過保護
問題点。多くの新入社員は,逆境に対処する備えがほとんどできていないように見受けられます。ほんの少し指摘されただけで立ち直れなくなる人たちもいます。
さらには,こだわりが強すぎて,自分が本当にやりがいがあると感じる仕事しかしない人もいます。
ジョセフ・アレン博士はその著書「思春期を抜け出せない大人にしないために」(英語)の中で,就職の面接を受けに来た青年の例を挙げています。
その人はアレン氏にこう言いました。「退屈なところのある仕事って,ありますよね。そういう仕事は,したくないんです」。
アレン博士はこう書いています。「この青年は,どんな仕事にも退屈な面は付きものであることを理解していないようだ。23歳にもなって,そんなことも知らないのだ」。
背景にあるもの。ここ何十年か,多くの親たちは,子どもが逆境に全く遭わないよう守ってあげなければならないと感じるようになっています。
娘が試験で悪い点を取ると,教師に抗議して成績を上げるよう求める親がいます。あるいは,息子が反則切符を切られたなら,代わりに反則金を払うのです。交際していた相手に振られたなら,
すべて相手が悪いのだと言って慰めます。
子どもを守りたいと思うのは自然なことですが,過保護になると子どもは思い違いをしかねません。自分の行動に責任を取る必要はないと考えてしまうのです。

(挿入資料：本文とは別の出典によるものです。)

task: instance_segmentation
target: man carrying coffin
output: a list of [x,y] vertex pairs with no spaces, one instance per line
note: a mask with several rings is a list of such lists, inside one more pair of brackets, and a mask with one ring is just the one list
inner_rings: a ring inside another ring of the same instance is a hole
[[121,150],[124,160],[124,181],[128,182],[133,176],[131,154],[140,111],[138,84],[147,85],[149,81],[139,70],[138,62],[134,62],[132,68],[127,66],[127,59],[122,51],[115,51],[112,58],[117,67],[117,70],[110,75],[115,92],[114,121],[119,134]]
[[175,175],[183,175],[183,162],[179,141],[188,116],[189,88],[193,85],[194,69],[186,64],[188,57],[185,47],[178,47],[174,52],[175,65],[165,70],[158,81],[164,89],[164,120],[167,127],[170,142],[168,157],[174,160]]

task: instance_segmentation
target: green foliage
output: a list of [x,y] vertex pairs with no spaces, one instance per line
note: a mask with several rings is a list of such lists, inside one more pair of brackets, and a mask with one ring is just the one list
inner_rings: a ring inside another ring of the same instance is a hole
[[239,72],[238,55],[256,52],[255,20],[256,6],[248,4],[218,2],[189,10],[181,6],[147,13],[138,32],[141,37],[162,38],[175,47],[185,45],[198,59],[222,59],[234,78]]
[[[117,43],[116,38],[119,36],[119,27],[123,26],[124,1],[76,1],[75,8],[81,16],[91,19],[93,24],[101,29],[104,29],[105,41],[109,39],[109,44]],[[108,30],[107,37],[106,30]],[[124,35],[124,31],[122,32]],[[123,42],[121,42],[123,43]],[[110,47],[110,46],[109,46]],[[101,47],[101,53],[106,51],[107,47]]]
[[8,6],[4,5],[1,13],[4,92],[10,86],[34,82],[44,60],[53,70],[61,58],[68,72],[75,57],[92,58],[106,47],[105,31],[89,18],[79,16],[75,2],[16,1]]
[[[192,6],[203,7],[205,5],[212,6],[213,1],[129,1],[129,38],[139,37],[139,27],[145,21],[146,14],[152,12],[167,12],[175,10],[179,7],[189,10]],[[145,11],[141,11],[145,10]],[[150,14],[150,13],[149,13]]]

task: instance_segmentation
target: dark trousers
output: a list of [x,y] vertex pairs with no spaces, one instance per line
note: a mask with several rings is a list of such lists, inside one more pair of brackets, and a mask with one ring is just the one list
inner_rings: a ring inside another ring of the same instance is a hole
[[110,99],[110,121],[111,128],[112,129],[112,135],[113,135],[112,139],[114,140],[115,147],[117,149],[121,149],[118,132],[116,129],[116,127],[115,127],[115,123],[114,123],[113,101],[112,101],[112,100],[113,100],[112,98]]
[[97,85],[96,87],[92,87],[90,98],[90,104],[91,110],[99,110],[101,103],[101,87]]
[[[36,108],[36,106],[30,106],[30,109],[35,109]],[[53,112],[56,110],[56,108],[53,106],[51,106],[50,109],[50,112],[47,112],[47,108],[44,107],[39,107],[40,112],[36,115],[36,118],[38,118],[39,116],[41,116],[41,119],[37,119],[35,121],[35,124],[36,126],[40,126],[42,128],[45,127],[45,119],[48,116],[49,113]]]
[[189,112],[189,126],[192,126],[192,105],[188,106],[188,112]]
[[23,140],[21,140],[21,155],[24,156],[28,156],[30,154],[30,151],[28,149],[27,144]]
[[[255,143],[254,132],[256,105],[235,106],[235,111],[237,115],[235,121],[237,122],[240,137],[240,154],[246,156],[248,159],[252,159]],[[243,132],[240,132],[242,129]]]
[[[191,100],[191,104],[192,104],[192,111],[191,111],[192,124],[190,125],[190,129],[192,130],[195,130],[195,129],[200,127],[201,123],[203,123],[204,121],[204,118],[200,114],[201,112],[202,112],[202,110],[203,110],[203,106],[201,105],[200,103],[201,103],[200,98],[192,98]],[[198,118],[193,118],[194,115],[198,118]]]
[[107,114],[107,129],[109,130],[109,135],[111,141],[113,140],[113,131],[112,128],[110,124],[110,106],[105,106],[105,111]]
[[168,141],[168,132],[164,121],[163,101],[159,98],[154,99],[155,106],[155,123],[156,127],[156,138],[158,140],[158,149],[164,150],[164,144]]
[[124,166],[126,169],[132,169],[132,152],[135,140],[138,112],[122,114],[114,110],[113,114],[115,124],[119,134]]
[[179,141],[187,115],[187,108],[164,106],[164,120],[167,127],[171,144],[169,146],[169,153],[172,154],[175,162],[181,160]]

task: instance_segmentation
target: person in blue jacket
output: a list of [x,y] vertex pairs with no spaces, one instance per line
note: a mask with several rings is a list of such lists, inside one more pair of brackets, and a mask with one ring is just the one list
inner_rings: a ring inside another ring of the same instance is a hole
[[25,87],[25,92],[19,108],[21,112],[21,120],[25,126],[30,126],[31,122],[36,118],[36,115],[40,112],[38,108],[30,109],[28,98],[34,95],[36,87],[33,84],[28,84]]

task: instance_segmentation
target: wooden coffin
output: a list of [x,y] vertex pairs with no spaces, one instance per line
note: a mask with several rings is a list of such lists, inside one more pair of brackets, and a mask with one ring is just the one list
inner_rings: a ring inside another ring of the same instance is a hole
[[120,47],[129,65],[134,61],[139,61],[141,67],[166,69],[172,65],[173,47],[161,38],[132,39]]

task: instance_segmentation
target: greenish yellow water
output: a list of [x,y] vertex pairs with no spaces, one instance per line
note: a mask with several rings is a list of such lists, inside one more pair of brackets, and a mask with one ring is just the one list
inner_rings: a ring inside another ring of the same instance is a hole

「積極的なしつけ ― ティーンエージャー編」(英語)という本にはこうあります。
「痛みや失意は耐えることができる,またそこから教訓が得られる場合もあるということを学ぶ代わりに,子どもは極めて身勝手になり,周囲の人や親たちが自分を支えるべきなのだと思い込んでしまう」。
聖書の見方。逆境は人生に付きものです。
聖書も,「悪いことはだれにでも起きる」と述べています。
「私はこの地上で次のことも知るようになった。足の速い人がいつも競走に勝つわけでも,強い人が戦いに勝つわけでもない。また,賢い人がいつも食事にありつけるとは限らない。
知的な人が裕福になるとも,知識がある人が成功するとも限らない。なぜなら,思いも寄らないことがいつ誰にでも起きるからだ」。
(伝道の書・コヘレトの言葉 9:11)
良い人であってもこのことに変わりはありません。例えば,クリスチャンの使徒パウロは宣教奉仕の期間中にありとあらゆる苦難に耐えました。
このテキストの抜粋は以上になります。